From the above examples it is clear that kinetic deuterium isotope effects are a powerful way to probe bonding changes in the activated complex. The magnitude of the isotope effect indicates whether bonds to hydrogen are being made or broken in the rate-determining step. Differences in kinetic isotope effects in closely related precursors can also be used to pinpoint whether one transition state is earlier than another — a direct measure of the effect of the substrate structure on the structure of the transition state.

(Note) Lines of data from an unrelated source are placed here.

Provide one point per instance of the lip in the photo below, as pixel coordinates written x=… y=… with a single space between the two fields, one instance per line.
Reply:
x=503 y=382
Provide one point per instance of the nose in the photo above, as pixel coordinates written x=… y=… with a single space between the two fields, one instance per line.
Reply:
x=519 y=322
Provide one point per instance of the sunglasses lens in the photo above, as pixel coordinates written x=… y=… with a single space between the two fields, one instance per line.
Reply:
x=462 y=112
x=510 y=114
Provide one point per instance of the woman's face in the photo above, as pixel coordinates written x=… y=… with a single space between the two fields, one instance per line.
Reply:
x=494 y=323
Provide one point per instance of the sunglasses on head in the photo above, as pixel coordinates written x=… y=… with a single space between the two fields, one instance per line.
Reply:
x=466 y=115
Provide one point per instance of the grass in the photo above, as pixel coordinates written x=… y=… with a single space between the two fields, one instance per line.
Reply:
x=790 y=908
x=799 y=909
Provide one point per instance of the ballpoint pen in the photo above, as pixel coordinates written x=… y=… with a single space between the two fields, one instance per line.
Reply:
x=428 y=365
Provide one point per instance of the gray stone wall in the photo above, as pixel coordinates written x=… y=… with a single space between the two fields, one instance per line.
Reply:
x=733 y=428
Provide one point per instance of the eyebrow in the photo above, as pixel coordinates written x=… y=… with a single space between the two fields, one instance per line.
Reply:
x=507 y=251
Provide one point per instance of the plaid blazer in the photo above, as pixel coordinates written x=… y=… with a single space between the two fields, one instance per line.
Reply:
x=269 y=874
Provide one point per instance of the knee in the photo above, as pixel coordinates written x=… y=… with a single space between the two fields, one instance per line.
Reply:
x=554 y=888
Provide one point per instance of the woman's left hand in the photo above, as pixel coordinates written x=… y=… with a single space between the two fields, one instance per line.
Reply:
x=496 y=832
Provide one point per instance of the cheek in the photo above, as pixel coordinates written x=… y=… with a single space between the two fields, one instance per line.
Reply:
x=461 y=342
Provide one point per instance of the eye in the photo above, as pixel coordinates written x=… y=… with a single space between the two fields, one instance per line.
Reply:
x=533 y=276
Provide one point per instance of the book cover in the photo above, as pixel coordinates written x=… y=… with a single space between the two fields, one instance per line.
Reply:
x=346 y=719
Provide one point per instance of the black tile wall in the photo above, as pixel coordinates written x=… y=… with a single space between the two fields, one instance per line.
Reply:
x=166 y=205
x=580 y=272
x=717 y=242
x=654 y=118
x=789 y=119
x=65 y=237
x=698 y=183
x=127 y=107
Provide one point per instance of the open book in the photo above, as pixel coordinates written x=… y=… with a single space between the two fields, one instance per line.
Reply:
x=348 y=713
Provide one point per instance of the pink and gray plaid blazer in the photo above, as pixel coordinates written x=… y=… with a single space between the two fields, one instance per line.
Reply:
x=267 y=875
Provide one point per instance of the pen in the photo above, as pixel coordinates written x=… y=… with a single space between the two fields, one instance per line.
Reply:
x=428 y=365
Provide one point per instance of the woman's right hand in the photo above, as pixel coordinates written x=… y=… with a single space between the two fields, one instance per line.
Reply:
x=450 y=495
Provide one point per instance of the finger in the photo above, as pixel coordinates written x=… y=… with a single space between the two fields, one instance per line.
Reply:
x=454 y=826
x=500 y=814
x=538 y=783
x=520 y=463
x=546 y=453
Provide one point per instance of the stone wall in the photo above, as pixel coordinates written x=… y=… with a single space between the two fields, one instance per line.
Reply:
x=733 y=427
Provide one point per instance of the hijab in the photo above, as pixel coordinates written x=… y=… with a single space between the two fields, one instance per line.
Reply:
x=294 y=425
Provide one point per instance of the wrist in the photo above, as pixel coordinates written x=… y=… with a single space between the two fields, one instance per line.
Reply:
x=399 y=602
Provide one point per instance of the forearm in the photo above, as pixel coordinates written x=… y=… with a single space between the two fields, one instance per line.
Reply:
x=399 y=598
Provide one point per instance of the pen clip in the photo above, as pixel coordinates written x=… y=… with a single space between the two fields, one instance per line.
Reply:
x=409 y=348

Other elements can be used to measure isotope effects; however, the magni-tudes of these isotope effects are much smaller than primary kinetic deuterium isotope effects. Substitution of ¹³C for ¹²C in a reaction could lead to a maximum kinetic isotope effect of k¹²C/ k¹³C = 1.05 for a reaction in which a bond to carbon is broken in the rate-determining step. (Recall that maximum k_H/ k_D’s are 8 – 10.) Most standard kinetic methods are not capable of distinguishing such small rate differences reproducibly, and so kinetic isotope effects for elements other than hydrogen (deuterium) are not very abundant in the literature. In some instances, isotopic abundances determined by mass spectrometry can be used to measure such differences accurately and isotope effects can be informative. The decarboxylation of malonic acid proceeds with k¹²C/ k¹³C = 1.045. This large primary-isotope effect (for carbon) indicates that C–C bond breaking is well developed in the transition state. This detailed information about the structure of the activated complex permits a shift in focus from a curved-arrow type of mechanism to a real structure of the activated complex.